6.08.2003

MORE ON LOCAL JOB LOSSES: The Cleveland-Lorain SMSA lost 55,000 jobs during 2001 and 2002, according to a new report issued Saturday by the U.S. Conference of Mayors. Over 32,000 of those jobs went away during the "jobless recovery" of 2002. Cleveland's two-year total was eighth highest among U.S. metropolitan areas.

The Plain Dealer did not have the story in this morning's edition, although many other big-city papers did. (Here are the stories from Detroit, Indianapolis, and Boston.) Maybe it was just a deadline problem... we'll see about Monday.

MORE ON CLEVELAND MEDIA OWNERSHIP: What the PD did have this morning was a long front-page report on local implications of this week's FCC media ownership decision, with accompanying info on the concentrated out-of-town ownership of Cleveland radio and TV stations (and the PD itself.) Strangely, none of this is posted on cleveland.com.

My big question on this topic is: With all of Cuyahoga County's local broadcast frequencies taken up by outside corporate owners, why is there so little interest in creating alternatives?
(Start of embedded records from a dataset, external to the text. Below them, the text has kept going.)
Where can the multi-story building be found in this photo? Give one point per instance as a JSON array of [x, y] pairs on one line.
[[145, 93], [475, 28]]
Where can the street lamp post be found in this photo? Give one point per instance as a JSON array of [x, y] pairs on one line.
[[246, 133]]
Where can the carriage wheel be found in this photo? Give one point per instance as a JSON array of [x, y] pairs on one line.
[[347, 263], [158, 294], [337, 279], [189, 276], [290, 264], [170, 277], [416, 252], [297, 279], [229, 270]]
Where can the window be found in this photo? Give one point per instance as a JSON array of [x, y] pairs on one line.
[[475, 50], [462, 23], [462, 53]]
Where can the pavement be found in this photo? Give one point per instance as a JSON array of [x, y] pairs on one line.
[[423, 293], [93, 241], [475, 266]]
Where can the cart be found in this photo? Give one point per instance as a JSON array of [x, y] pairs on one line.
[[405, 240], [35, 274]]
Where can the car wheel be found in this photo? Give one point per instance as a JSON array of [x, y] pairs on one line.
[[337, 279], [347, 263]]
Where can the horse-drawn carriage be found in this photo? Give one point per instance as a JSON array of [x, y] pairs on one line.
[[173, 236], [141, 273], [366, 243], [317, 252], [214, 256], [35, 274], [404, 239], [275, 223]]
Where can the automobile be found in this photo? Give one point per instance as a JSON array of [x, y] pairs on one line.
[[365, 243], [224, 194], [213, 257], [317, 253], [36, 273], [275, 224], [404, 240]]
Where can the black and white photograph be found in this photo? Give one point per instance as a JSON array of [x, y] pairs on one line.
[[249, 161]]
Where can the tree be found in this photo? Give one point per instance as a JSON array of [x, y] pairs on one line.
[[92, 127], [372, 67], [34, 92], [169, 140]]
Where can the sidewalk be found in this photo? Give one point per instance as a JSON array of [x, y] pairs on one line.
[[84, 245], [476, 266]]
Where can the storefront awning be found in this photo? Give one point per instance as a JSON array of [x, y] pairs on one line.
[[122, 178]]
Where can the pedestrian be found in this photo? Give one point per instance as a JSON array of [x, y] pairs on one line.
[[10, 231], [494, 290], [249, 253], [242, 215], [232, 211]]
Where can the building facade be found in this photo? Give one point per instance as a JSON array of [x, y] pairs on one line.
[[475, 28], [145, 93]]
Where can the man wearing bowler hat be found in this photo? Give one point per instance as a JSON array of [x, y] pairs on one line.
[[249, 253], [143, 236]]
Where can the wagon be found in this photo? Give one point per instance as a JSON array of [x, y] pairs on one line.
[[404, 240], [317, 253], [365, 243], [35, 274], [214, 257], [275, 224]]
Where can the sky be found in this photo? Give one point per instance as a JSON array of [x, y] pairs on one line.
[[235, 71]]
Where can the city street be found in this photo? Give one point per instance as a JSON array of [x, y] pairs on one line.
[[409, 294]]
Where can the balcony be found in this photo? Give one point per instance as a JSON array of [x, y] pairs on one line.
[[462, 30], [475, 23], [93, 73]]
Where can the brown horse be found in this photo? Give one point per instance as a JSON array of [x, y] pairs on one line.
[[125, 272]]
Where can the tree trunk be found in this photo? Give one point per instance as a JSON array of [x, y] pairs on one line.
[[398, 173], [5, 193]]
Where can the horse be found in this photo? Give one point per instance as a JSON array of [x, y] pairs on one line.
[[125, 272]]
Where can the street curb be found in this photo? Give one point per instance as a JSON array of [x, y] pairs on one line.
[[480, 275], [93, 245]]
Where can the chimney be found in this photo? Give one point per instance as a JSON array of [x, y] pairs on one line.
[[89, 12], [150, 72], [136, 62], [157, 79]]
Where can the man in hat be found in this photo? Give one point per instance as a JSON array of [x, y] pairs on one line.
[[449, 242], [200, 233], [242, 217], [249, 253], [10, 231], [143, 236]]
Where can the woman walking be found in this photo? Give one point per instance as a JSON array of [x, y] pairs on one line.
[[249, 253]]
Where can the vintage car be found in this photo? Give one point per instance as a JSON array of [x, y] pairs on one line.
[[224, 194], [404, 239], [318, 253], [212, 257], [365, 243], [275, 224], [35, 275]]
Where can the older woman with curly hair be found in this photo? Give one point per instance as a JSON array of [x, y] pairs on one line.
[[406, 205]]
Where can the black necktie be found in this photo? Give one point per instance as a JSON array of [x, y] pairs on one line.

Where are Cleveland's radio entrepreneurs?

Remember the FCC shutdown of five Cleveland "pirate radio stations" a few years ago? But when the FCC solicited applications for Low Power FM licenses, there was virtually no interest here. (FCC records show 110 applications filed from Ohio, but only one from Cuyahoga County.) And there's no apparent upsurge of Internet radio sites based here, either. What's the matter... no one in Cleveland wants to hear the sound of our own voices?